In R v Ahluwalia the court of appeal confirmed that while it still has to be shown that there was a loss of self-control because of the provocative act; it does not mean that a gap in time between the act and the killing renders the defence unavailable. The greater the time span between the two acts, the harder it will be to prove the ‘sudden and temporary loss of self-control and its direct association with the provocative act. Despite this Ahluwalia's final appeal succeeded on the grounds of diminished responsibility not provocation, although the fatal act could have been a last minute loss of control. The willingness to acknowledge evidence of diminished responsibility in this case suggests that battered women are more likely to incite a favourable judicial response if they go down the route of medical-type excuses rather than the partial justification of provocation.
Humphrey's appeal succeeded because the cumulative effects of many years of abuse were taken into consideration. In Thornton's case it was accepted that ‘Battered Woman Syndrome' (BWS) was accepted as a ‘relevant characteristic' for consideration. Nevertheless, BWS is not a legal defence to murder, it is used to explain the characteristic psychological responses to abuse by a victim such as ‘low self-esteem, self-blame for the violence, anxiety, depression, fear, general suspiciousness, and the belief that only they can change their predicament'.

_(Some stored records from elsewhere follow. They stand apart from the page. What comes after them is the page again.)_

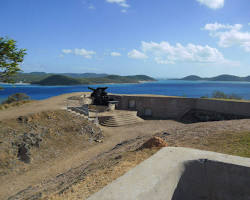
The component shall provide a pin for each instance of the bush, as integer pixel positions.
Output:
(16, 97)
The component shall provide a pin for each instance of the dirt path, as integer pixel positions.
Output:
(48, 171)
(75, 162)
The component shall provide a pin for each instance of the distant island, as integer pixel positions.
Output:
(223, 77)
(41, 78)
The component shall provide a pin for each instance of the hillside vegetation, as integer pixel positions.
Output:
(223, 77)
(66, 80)
(38, 76)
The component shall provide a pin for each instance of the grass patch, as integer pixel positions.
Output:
(13, 104)
(231, 143)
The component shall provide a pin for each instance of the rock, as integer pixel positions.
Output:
(24, 153)
(25, 143)
(154, 142)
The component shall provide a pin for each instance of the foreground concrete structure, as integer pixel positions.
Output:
(183, 174)
(166, 107)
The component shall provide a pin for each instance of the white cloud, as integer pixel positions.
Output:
(136, 54)
(81, 52)
(67, 51)
(213, 4)
(91, 7)
(124, 11)
(122, 3)
(165, 53)
(115, 54)
(216, 26)
(230, 36)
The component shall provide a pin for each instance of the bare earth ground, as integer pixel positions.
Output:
(83, 170)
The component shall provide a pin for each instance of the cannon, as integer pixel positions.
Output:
(100, 96)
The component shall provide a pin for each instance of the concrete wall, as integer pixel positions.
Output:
(175, 107)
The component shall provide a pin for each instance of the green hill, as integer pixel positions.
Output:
(58, 80)
(223, 77)
(66, 80)
(192, 78)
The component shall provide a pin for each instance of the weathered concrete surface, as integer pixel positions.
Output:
(167, 107)
(182, 173)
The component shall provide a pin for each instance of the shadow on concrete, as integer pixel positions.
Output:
(212, 180)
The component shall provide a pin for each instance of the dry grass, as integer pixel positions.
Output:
(234, 143)
(106, 174)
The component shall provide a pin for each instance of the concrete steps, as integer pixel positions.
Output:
(120, 119)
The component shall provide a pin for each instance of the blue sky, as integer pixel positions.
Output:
(161, 38)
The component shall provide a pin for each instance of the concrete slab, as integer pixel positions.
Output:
(183, 173)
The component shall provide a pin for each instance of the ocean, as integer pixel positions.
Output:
(161, 87)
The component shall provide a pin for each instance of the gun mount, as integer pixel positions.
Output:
(100, 96)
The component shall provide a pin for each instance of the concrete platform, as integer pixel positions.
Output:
(183, 174)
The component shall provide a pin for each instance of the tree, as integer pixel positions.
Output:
(10, 58)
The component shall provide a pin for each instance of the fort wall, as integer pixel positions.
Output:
(165, 107)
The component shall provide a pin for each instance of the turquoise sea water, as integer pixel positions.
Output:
(163, 87)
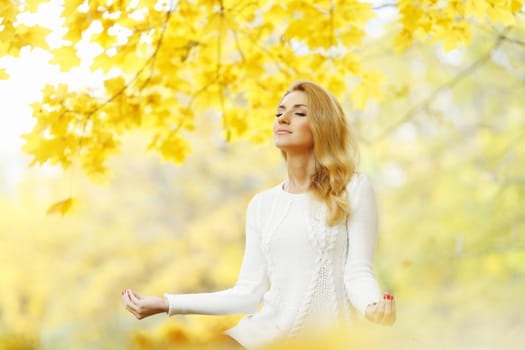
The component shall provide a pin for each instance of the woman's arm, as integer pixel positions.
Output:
(361, 285)
(244, 297)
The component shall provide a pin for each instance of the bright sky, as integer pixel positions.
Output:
(31, 72)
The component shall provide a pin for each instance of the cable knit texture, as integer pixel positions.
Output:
(303, 272)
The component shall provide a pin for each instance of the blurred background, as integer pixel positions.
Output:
(444, 148)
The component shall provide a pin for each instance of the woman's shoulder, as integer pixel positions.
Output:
(270, 192)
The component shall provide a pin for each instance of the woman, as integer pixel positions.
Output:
(311, 238)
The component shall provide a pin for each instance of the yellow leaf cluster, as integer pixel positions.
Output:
(450, 21)
(236, 59)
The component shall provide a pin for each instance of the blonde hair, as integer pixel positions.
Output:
(335, 149)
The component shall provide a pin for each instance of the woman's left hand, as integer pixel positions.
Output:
(382, 312)
(143, 306)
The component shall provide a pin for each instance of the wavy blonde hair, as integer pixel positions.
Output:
(335, 149)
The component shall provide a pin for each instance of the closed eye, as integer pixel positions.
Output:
(299, 114)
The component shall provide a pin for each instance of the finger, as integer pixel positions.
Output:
(379, 312)
(388, 311)
(371, 311)
(393, 311)
(132, 297)
(135, 294)
(133, 311)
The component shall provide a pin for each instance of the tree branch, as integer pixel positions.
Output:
(449, 84)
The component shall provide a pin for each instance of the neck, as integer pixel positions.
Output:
(301, 168)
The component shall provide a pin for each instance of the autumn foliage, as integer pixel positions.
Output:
(434, 89)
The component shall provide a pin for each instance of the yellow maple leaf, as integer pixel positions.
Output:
(66, 57)
(62, 207)
(476, 8)
(370, 87)
(3, 74)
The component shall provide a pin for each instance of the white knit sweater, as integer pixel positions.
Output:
(311, 272)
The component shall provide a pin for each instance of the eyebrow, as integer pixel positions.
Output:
(297, 105)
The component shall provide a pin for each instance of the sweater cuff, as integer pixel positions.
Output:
(170, 300)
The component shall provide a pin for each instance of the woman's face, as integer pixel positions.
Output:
(291, 128)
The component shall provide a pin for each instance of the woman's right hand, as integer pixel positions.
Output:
(143, 306)
(382, 312)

The Law Commission reviewed provocation in several different reports, highlighting areas for reform and maybe even abolition. Some issues raised were that the defence has internal contradictions because it is trying to find the middle ground. It raises the question whether a reasonable person should ever kill in response to provocation. The objective requirement of section 3 “whether a reasonable man would have done as the defendant did” has been deliberated by the House of Lords in cases such as R v Smith (Morgan) where the defendant was a manic depressive who in the midst of a row with the victim, stabbed him. The question asked was what level of self-control could have been expected of Smith? It was held that all characteristics should be included. This issue was re-visited by the Privy Council in Attorney-General for Jersey v Holley; the defendant was a chronic alcoholic who killed his girlfriend. He tried to plead on the issues raised in Smith (Morgan), but this was disproved and it was held that only the characteristics of age and sex should be taken into account. In cases that came to court later, Jersey v Holley was followed in spite of Smith (Morgan) being the precedent.

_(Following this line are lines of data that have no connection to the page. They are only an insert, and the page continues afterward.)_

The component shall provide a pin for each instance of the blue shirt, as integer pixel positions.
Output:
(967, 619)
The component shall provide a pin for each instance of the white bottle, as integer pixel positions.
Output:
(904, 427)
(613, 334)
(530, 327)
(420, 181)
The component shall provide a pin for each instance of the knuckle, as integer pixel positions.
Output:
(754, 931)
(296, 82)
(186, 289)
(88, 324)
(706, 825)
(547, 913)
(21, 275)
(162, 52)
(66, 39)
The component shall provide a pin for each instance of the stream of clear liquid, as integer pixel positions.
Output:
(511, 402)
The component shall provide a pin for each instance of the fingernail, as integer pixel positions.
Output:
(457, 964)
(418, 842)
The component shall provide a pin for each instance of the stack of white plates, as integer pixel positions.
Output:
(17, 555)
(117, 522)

The meaning of provocative conduct under section 3 is too wide; no limits therefore completely innocent conduct on the part of the deceased may be classed as provocation. The defence seemed to blame the victim for the defendant's inability to exercise control; obviously the deceased cannot answer assertions in court. Some confusion might have also arisen in cases where a defendant ran both the defence of provocation and diminished responsibility as the burden of proof remains with the prosecution in cases of provocation but with diminished responsibility it is the defence's burden.

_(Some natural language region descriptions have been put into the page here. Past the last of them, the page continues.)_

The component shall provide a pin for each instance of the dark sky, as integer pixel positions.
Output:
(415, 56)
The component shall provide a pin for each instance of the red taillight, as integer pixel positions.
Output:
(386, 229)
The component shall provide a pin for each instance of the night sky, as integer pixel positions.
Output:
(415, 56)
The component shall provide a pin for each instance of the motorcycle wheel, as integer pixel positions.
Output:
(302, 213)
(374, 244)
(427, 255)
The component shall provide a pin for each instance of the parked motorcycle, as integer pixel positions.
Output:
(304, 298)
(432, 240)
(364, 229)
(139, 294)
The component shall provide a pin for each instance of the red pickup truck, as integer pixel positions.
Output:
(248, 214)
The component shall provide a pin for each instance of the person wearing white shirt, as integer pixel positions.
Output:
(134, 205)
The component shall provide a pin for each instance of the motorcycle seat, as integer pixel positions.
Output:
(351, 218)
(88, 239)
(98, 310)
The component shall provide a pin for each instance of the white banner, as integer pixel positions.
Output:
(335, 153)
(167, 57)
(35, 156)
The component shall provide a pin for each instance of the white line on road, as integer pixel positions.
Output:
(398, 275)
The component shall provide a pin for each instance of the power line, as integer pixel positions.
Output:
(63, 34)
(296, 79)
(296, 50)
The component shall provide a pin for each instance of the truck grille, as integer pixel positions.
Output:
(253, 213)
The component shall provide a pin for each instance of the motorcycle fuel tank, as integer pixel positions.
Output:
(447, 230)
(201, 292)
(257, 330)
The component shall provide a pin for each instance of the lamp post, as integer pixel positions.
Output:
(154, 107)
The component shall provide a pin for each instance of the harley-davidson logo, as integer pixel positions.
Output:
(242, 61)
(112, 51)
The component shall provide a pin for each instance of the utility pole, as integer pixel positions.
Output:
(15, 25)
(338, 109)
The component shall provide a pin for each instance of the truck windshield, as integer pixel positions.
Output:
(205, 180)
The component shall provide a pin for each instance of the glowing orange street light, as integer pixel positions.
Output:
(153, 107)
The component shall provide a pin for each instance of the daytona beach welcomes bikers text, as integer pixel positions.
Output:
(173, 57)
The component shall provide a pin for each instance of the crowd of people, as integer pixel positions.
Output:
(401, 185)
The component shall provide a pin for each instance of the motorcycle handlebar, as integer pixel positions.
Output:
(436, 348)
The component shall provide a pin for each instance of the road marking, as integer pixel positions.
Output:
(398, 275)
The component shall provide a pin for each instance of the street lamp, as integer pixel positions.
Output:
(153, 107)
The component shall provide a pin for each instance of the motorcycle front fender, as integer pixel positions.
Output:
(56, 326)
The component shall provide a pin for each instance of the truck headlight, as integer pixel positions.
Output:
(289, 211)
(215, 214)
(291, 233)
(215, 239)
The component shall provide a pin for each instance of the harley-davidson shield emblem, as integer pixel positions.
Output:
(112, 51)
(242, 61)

With all these problems arising, it is about time the law on provocation was changed. In November 2009, the reforms on the Law of Homicide were given the Royal Assent in the form of the Coroners and Justice Act 2009. Under the reforms, the existing partial defence of provocation has been replaced by a new partial defence based on loss of self-control due to a ‘qualifying trigger'.The qualifying triggers are a) killing in response to fear of serious violence and b) killing in response to words or conduct which caused the defendant to have a justifiable sense of being seriously wronged. Sexual infidelity is specifically excluded from these triggers; this move has been welcomed by women's groups, but criticised by lawyers.